When a client reads or writes data than the Name node chooses the Data node which is available on same rack or nearby rack for reading or writing purpose. Communication between data nodes on same rack is more efficient.
Here our blocks are replicated across multiple racks so that if 1 complete rack is down no problem occurs, as we have 2nd replica available on other rack. Suppose 30 machines in 1 rack became down, then processing power of our cluster will decrease but our data is highly available on other rack.
The purpose of rack-awareness policy is to improve data reliability, data availability and network bandwidth utilization.
Let us see above diagram which is cluster structure.
Here we have Core switch which manages all other 3 rack switches.
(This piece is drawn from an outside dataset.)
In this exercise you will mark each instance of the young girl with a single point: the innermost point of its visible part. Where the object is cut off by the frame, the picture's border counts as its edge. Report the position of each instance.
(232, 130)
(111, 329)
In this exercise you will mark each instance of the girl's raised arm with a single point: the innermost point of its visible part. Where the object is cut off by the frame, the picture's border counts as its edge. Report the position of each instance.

In Rack-1 we have 1 Name node and many data nodes. At least, one copy should be placed across the rack which means, suppose if replication factor is 3 and client is writing data in first data node in rack1, then it can have its 2nd copy in 2nd data node of rack1 but it cannot create another copy in same rack1.The 3rd copy will be created in slave of another rack.
Within the rack network speed will be more, across the rack it is less. This concept of choosing closer data nodes based on rack is called as Rack Awareness.